= KS 150 =

Gas-cooled nuclear reactor

KS 150 is a gas-cooled reactor using heavy water as a moderator (GCHWR) nuclear reactor design. A single example, A-1, was constructed at the Bohunice Nuclear Power Plant in Jaslovské Bohunice, Czechoslovakia. The power plant suffered a series of accidents, the worst being an accident on February 22, 1977, rated INES-4. Since 1979 the plant has been undergoing decommissioning.

==History==
The decision to build a nuclear power plant in Czechoslovakia was made in 1956. Construction of A-1 in Jaslovské Bohunice (western Slovakia) started in 1958 and took an unexpected 16 years. A-1 was commissioned on October 24, 1972.

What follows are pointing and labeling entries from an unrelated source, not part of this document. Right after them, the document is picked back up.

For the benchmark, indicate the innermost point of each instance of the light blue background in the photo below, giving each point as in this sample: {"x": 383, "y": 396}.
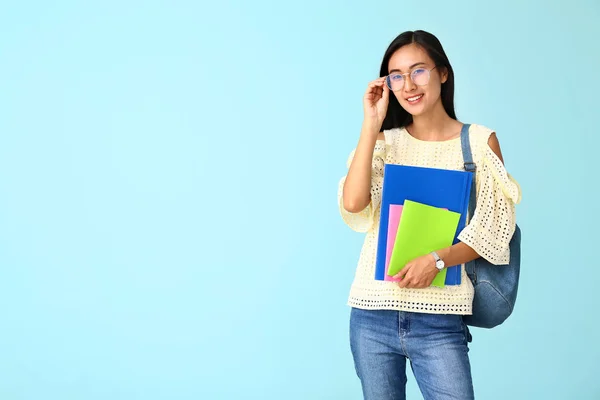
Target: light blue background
{"x": 168, "y": 175}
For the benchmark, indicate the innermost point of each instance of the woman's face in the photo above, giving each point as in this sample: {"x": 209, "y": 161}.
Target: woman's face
{"x": 418, "y": 90}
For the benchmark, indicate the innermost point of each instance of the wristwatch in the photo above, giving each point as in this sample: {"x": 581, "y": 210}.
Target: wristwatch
{"x": 439, "y": 263}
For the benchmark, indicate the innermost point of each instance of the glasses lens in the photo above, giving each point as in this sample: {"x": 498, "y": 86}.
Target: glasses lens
{"x": 420, "y": 76}
{"x": 395, "y": 82}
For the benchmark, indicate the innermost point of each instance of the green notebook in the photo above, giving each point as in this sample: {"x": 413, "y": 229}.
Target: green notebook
{"x": 422, "y": 229}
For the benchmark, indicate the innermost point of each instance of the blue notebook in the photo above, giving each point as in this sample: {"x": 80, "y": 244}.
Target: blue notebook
{"x": 436, "y": 187}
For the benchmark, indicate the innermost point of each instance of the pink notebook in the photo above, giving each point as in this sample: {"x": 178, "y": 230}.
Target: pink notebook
{"x": 394, "y": 221}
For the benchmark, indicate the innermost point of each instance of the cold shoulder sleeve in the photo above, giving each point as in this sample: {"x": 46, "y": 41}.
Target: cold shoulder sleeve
{"x": 362, "y": 221}
{"x": 493, "y": 223}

The KS 150 reactor was built entirely in Czechoslovakia, designed together with USSR, built by Škoda Works. One advantage of the design was its ability to use unenriched uranium mined in Czechoslovakia, similar to a CANDU reactor.

Because of its experimental design the power plant suffered from accidents resulting in over 30 unplanned shutdowns. On January 5, 1976, two workers were killed due to a leak of carbon dioxide, which was used as a coolant. A 'technical' (mechanical?) failure occurred during refuelling and a fresh fuel assembly was shot off the reactor into the reactor's hall.
The most serious accident from 1977 (see below) was rated INES-4. The damage could have been repaired with a large investment but on May 17, 1979, the government, dissatisfied with high costs, low performance and accidents, decided to decommission the plant. Plans to build the second reactor block A-2 were canceled.

The accidents were kept secret, although wild stories circulated among the public.

A1 Nuclear Power Plant was in operation for 19,261 hours altogether, it generated 1,464 GWh and supplied 916 GWh to the network. Maximum output achieved was 127 MW.

Decommissioning, decontamination and dismantling of the plant still continues and is expected to be completed in 2033.

==Technical details==
KS 150 is a heavy water moderated, gas cooled reactor (HWGCR) able to refuel during operation.

Seventy metal uranium wires, each clad in a compound of magnesium and beryllium, are bundled together to form a fuel rod.

The reactor's pressure vessel is of 15 cm carbon steel in a cylindrical shape with diameter 5.1 m and height 20 m. Within the pressure vessel (in the active zone) is a cylindrical vessel of aluminium- magnesium-silicon alloy for the heavy water moderator.

Fuel channels are vertical, each containing a single fuel rod cooled with circulating carbon dioxide. The core is in a pressurized vessel to allow refuelling during operation. The heavy water moderator is cooled in a separate circuit.

Carbon Dioxide gas used as a primary coolant is streamed around the fuel rods. After being heated by the rods it is piped to six steam generators. The resulting steam powers three turbogenerators.
- Fuel: unenriched metal uranium, 23.1 tonnes in the reactor.
- Core: diameter 3.56 m, height 4 m.
- Coolant gas on exit from reactor: pressure 5.4 MPa (~54 atm), temperature 426 °C.
- Conversion efficiency: 18.5%.
- Moderating heavy water: temperature 65 °C (Max/exit 90 °C)
- Capacity: 143 MWe.

==1977 accident==
On February 22, 1977, during a fuel change, a combination of human mistakes and design problems caused the worst nuclear accident in Czechoslovak history. Some fuel rods were being replaced while the reactor was active in a standard procedure. In this instance however humidity absorbers covering the rods were not removed, causing local overheating of the fuel (since transmission of heat to the coolant gas was reduced). The active zone was damaged, heavy water came into contact with the coolant and both primary and secondary circuits were contaminated.

The accident was rated as level 4 on International Nuclear Event Scale (in comparison, the Three Mile Island accident was rated level 5).

25% of the fuel elements in a heavy water moderated carbon dioxide cooled 100 MW(e) power reactor were damaged due to operator error. The operators failed to remove silica gel pellets that had fallen into a new fuel element from a damaged pack (there was no procedure available to check the interior of fuel element, therefore only pellets from the top were removed). The silica gel packs were used to keep the unused fuel dry during storage and transport. The silica gel pellets blocked the flow of the coolant resulting in overheating of the fuel and the pressure channel holding it. As a result of overheating the heavy water leaked into the part of the reactor (the gas circuit) where the fuel elements are accommodated, the fuel cladding was subject to corrosion and a considerable amount of radioactivity leaked into the primary cooling circuit (CO_{2} gas). Through leaks in the steam boilers (similar basic design to a MAGNOX or AGR plant) some parts of the secondary circuit became contaminated.